Mas não sabia o que fazer com ela, pelo simples motivo de não saber do que tratava. Era uma idéia irritante, apertava as unhas encravadas. Não pude calçar os sapatos. Tive que ir ao trabalho de sandálias e inventar para o patrão um calo estourado.
Corri no computador e fiz a pesquisa: idéia no pé. Nunca ouviram falar. No máximo, falavam de idéia no coração, no sentido figurado. A idéia que eu tinha no pé era real, estava ali. Como ninguém no mundo havia tido? Achei tão natural, do tipo que vez ou outra alguém pode sentir durante a vida.

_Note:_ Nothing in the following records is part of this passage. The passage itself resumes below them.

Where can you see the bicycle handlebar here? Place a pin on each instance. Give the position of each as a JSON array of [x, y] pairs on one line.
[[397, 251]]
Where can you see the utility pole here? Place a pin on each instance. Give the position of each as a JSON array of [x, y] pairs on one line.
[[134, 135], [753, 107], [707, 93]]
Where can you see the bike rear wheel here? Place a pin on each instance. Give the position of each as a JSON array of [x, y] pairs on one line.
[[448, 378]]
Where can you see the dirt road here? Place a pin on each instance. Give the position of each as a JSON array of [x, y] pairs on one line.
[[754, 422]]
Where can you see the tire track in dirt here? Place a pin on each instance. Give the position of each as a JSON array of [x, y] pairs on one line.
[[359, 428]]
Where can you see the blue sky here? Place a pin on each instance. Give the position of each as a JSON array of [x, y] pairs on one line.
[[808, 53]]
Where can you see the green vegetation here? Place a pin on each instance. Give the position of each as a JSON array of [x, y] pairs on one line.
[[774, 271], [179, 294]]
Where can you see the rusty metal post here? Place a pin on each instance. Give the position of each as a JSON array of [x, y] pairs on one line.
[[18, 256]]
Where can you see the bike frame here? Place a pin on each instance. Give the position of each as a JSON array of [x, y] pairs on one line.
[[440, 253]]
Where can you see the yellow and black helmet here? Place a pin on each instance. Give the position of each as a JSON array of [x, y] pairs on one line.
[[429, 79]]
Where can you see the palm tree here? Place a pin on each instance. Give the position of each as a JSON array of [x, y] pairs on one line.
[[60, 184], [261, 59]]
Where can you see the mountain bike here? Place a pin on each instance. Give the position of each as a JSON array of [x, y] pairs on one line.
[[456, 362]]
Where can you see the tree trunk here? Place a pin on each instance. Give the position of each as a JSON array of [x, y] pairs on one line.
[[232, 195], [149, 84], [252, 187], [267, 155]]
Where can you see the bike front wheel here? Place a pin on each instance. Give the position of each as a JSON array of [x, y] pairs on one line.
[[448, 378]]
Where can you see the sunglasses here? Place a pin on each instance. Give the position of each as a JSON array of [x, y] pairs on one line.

Olhei ao redor e fiquei com vergonha de compartilhar o problema com os colegas de trabalho. Procurei um profissional. Fui ao analista. Tinha ido lá no dia anterior.
Ele logo falou:
“Você disse que era urgência. O que era aconteceu com você? Tudo bem com você?”.
“Hoje não amanheci bem, doutor. Acordei com uma idéia no meu pé!”.
“Idéia no pé?
“É. Acordei com ela”.
“No esquerdo ou no direito?”.
“No direito”.
“Entendo... Acho que tou percebendo mesmo uma coisa entre os dois pés”.
“O senhor percebeu???”.
“Siiiiim. A sua idéia até me deu outra idéia!”.
“Uma idéia na sua cabeça, doutor?”.
“Sim senhor, e essa surgiu bem aqui entre as têmporas”.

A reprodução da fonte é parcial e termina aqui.